Dereconciling account using XSLT

Neil Williams linux at codehelp.co.uk
Sun Apr 10 06:03:19 EDT 2005


On Sunday 10 April 2005 7:05 am, Ben Pracht wrote:
> Note to developers:

Don't forget that the current XML backend is to be replaced. It's not going to 
be changed now.

> It would have helped to have had:
> *  A DTD for this file, locally available *without* getting the
> developers source copy, and without downloading off the web.

Where did you find one in the end?

> *  Namespace prefixes defined somewhere in the data file.

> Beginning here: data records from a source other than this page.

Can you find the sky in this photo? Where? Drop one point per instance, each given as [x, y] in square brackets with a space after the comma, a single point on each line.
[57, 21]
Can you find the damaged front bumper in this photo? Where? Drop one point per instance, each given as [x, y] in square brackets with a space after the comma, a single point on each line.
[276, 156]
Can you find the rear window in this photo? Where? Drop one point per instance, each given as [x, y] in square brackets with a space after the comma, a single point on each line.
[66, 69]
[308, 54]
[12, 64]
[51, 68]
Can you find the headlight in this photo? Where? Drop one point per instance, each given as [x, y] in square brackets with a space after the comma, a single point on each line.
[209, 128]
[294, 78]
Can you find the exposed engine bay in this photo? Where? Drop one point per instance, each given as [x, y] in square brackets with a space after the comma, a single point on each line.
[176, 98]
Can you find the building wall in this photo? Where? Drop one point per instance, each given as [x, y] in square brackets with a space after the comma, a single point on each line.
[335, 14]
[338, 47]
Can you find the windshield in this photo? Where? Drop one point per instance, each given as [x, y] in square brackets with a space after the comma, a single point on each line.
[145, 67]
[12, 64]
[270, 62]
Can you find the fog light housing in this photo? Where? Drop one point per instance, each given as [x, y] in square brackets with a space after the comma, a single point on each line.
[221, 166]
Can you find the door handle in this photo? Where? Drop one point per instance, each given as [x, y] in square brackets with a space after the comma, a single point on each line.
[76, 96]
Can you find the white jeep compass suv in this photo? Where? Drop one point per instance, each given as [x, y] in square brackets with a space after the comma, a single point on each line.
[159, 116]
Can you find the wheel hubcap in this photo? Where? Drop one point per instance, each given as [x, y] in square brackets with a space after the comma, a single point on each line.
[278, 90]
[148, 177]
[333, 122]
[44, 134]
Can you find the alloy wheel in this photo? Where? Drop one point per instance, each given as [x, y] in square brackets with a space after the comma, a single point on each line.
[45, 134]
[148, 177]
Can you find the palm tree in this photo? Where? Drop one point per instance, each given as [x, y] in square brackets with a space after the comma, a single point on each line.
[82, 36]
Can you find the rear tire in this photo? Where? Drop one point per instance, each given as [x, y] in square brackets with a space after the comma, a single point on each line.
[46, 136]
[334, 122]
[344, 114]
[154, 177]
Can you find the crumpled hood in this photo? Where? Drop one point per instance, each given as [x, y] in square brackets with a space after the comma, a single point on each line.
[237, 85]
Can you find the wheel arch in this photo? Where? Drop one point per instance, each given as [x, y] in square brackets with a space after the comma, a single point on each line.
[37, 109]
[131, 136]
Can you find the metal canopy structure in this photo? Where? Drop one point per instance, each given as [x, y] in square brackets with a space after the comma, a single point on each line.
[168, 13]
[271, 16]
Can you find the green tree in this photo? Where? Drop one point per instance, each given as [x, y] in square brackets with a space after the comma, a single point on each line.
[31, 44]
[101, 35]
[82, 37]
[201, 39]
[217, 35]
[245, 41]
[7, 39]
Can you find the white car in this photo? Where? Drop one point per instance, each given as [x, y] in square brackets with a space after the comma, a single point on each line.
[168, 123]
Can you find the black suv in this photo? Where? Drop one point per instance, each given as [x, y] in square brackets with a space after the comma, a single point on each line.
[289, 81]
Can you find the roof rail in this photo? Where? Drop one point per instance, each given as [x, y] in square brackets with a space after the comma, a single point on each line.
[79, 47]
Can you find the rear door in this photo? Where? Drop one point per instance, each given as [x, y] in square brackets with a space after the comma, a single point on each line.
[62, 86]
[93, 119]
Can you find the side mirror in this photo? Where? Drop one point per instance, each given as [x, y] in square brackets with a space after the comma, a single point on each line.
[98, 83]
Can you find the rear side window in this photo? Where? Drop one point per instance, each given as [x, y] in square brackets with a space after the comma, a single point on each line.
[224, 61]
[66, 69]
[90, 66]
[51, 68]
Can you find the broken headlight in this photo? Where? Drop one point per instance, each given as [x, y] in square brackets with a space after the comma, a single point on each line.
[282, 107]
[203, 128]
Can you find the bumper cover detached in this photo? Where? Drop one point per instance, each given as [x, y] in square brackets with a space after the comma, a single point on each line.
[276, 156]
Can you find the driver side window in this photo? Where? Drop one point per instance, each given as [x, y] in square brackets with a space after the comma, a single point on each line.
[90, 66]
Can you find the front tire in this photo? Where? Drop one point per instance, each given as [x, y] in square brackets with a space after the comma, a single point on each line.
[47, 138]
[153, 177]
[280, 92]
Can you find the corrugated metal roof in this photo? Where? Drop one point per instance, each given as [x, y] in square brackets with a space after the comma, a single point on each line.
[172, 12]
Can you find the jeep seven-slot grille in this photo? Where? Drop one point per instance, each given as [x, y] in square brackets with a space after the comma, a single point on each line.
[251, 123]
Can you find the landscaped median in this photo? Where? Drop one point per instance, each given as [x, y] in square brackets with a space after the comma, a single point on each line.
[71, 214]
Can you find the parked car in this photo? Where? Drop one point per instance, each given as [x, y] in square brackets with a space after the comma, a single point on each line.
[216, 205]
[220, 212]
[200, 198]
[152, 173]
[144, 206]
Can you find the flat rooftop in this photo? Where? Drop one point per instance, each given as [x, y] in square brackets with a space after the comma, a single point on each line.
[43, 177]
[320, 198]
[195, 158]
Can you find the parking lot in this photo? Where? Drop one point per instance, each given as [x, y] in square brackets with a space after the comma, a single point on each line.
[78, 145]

There's no point doing that now, better to ditch the entire format and only 
retain the ability to read old files. Therefore, changes to the code that 
implements the current XML format are all but pointless - the whole point is 
to ensure complete compatibility with any file previously written by GnuCash 
- that includes any flaws in the XML structure of those files.
:-)

> *  For that matter, cutting down on the namespaces to something like
> say, one, would be really nice.

That's what has been done with the QSF XML definition - for exactly these 
reasons. Incidentally, QSF doesn't use a DTD, it uses a Schema (actually 2, 
one for data one for maps). Those are to be installed along with the 
application when the G2 port is released. It'll be installed in the logical 
place: /usr/share/xml/

> *  Not used XML ever, but instead used an updatable database with
> documentation  on the tables, names, etc.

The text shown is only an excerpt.